I agree with roadrunner. Your pathology report is a bit confusing. Normally, when a biopsy is taken there is some visible abnormality that is being biopsied, like a polyp, or a mass, or a lump, or a lesion, or a tumor, etc. But in this case, the object of the biopsy is said to be a whole segment of the colon.
This seems to be a bit unusual to me, and it seems to suggest something non-cancerous but nonetheless troublesome that needs to be attended to.
For a patient 70 years old, it could be some sort of deterioration of the inner mucous layer of the colon, something similar to the way that our skin becomes wrinkled as we grow older, or the way that eyes develop cataracts as we grow older. It might be something like diverticulosis, which is rather common in older people. Or it might be related to something like ischemic colitis, where a section of the colon develops a shortage of blood supply, perhaps due to a long-standing build-up of cholesterol in the blood vessels feeding that part of the colon.

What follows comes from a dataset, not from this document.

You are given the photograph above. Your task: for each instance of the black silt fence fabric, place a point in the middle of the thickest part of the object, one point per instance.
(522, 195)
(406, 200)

All of the above is pure speculation on my part, but what I am really trying to say is that I think it would be very important for you to get to the bottom of this and demand a proper diagnosis before any attempt is made to remove the dysplasia via a simple colonoscopy procedure. The medical issue that you have may need a different kind of treatment from what a gastroenterologist can do with a simple colonoscope. It may require treatment by a different kind of expert specialist who would be able to do some sort of endoscopic micro-surgery with the assurance that a fragile colon will not be perforated by the procedure.
What concerns me right now is this statement of yours:
She [gastroenterologist] believes that there is a 98% certainty that it is and will remain dysplasia which I take it will be fully removed at the next procedure and re-biopsied.
This seems to suggest that the gastroenterologist may try to remove or scrape off the layers of tissue that seem to show dysplasia, but in my opinion, this type of micro-surgery should be done by a different type of professional, a surgeon specializing in endoscopic microsurgery.
Again, this is just my personal opinion, but you may want to discuss some of these things with the gastroenterologist before you sign the consent form for your next colonoscopy.